Min Jung-sik, head of Shinsegae Food’s R&D Center, said, “Alternative food companies have focused on developing raw materials such as alternative meat, alternative milk, and alternative cheese, which has somewhat slowed market expansion,” adding, “For the alternative food market to expand, consumers need to experience excellent taste and quality, so Shinsegae Food is also putting effort into developing ready meals and dining-out menus.”
On the 4th, at Sundae Sillok Daehakro Main Branch in Daehakro, Jongno-gu, Seoul, Min Jung-sik, Head of the R&D Center at Shinsegae Food, explained the development direction of Shinsegae Food's alternative foods such as alternative meat and alternative milk at the alternative food briefing session "Better Class."
Shinsegae Food also unveiled menus such as steamed Sundae and Sundae soup using plant-based Sundae. Notably, all ingredients used in these menus, from broth to seasoning, were made from 100% plant-based materials developed in-house by Shinsegae Food, drawing attention. Furthermore, Shinsegae Food showcased plant-based milk and lattes made from plant-based materials like oats and rice, as well as a plant-based cheese platter, demonstrating its alternative food R&D capabilities and suggesting the potential for expanding the alternative food category in the future.
Alongside this, Shinsegae Food introduced rice milk currently under development using ‘Garussal,’ a domestic rice variety developed by the Rural Development Administration, accelerating the development of alternative foods utilizing domestic agricultural products and expressing its commitment to fulfilling its social role as a food company.
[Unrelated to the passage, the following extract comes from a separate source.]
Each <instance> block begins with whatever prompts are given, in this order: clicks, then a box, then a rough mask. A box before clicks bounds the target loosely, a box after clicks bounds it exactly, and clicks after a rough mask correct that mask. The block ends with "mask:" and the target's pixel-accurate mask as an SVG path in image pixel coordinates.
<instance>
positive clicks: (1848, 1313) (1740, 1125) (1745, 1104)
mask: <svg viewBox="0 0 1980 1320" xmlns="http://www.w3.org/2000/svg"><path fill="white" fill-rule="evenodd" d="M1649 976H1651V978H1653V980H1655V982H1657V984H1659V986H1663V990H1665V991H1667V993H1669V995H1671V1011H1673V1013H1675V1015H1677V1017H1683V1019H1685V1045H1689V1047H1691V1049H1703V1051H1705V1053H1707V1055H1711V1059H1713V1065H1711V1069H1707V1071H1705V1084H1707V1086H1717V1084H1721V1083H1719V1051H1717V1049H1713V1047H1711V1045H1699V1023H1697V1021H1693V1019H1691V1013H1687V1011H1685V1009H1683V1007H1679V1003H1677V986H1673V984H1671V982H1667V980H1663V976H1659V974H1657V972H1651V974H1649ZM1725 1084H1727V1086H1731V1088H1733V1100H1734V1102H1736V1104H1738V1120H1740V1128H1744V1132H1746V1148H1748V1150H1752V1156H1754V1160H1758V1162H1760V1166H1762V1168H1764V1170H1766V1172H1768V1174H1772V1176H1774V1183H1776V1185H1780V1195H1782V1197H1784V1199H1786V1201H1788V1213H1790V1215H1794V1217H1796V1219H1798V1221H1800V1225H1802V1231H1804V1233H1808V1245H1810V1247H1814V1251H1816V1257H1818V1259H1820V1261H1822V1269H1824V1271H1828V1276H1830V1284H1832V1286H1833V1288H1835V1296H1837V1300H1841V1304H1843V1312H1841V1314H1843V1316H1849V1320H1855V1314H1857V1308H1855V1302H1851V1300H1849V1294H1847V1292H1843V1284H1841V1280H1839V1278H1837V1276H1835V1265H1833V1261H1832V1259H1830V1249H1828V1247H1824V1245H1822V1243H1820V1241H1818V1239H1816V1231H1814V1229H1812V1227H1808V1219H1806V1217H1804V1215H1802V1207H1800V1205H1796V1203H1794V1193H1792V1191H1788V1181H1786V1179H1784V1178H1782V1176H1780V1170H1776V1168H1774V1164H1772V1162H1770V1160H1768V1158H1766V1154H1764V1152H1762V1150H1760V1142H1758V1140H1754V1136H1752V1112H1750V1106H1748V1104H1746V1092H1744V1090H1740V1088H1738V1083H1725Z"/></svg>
Going forward, Shinsegae Food plans to actively develop various alternative foods such as alternative meat and alternative milk based on the goal of ‘making a better world with better food.’ Centered on the plant-based alternative ‘You Are What You Eat,’ the company aims to lead the market and achieve growth by introducing innovative products and menus that consumers can access and enjoy more interestingly and conveniently.
Center head Min said, “Currently, Shinsegae Food’s alternative food technology is evolving to create products with taste and quality comparable to existing foods, and nutritionally superior ingredients,” adding, “We will continue to advance our alternative food R&D capabilities and introduce new alternative foods that meet consumer needs.”